§ Methodology

How the work is done.

§ 01

First, the derivation.

Most production machine learning is built without an explicit account of what the model is approximating. Architectures are chosen by precedent, losses by familiarity, hyperparameters by search. The system that results is often workable. It is rarely understood.

We begin every engagement by writing the derivation down. What is the mathematical object the model is standing in for? What invariants must it preserve? Where is the geometry of the problem incompatible with the geometry of the architecture under consideration? These questions are answered before any code is written.

This is not a stylistic preference. It is the difference between an ML system that fails gracefully and one that fails in ways its authors cannot diagnose.

§ 02

Then, the smallest thing that could work.

Once the problem is specified, we build the smallest system that could plausibly solve it. Not the most impressive. Not the most fashionable. The smallest. This is partly an aesthetic preference and partly a survival strategy: anything you cannot debug will eventually need debugging.

We treat every additional component — every layer of indirection, every extra service, every hyperparameter — as a debt to be justified rather than a feature to be added.

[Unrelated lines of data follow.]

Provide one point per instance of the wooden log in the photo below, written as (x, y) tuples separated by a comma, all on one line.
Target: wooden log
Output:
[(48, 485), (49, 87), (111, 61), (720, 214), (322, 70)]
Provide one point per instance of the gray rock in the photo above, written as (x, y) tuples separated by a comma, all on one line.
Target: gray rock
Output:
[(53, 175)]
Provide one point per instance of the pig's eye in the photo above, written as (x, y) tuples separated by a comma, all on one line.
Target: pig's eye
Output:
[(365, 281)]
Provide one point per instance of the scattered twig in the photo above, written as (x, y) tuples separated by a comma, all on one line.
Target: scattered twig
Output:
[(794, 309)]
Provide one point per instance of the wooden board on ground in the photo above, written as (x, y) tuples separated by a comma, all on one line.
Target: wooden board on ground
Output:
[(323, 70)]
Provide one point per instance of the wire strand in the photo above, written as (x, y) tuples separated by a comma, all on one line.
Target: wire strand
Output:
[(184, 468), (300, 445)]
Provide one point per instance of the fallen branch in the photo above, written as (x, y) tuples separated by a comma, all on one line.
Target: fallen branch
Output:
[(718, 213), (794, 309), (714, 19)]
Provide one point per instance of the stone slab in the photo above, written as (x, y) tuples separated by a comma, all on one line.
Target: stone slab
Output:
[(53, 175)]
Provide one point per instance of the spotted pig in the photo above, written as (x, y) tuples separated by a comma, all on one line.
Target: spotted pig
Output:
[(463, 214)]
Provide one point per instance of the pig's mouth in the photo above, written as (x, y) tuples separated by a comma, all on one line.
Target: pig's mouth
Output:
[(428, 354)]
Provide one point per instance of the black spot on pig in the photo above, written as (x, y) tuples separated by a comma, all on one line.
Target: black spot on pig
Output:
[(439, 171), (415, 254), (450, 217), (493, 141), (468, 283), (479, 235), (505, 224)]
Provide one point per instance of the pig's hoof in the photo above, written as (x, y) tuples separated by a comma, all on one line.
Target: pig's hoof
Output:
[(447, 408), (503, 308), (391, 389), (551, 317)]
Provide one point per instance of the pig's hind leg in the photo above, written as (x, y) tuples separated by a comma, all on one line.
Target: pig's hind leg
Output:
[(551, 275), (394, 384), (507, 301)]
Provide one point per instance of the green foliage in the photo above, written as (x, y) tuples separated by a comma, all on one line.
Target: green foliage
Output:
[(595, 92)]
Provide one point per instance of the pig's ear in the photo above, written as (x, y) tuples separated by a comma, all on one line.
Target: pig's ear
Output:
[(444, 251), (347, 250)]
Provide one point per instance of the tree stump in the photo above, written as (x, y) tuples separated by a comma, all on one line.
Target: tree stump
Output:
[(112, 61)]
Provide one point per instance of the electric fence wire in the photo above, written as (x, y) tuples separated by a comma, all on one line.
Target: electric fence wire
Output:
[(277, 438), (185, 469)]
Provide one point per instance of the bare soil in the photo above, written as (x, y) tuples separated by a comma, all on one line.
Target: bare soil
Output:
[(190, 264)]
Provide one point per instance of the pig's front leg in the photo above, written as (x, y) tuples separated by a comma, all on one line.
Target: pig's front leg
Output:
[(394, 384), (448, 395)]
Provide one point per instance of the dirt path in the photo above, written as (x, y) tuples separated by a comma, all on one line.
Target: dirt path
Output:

The systems we ship are smaller than the ones we are usually asked to ship. They are also faster, cheaper, and easier to hand off.

§ 03

Evaluation that survives contact with the product.

Benchmarks are a starting point. They are not a destination. The evaluation harnesses we build are tied to the actual decisions a model is making in your product, not to the abstractions a paper found convenient. Where there is no good benchmark, we build one.

We treat evaluation as a first-class engineering deliverable. The harness is shipped alongside the model, runs on every change, and is written so that someone who did not build the model can use it to decide whether the next version is better.

§ 04

Handover, not lock-in.

Every engagement ends with a handover. Code, data pipelines, evaluation harnesses, internal documentation, a recorded walkthrough for the team inheriting the work. We write our systems to be picked up by other engineers, because that is the only kind of system worth shipping.

We do not retain dependencies on our presence. We do retain a standing offer to be reached when something goes sideways.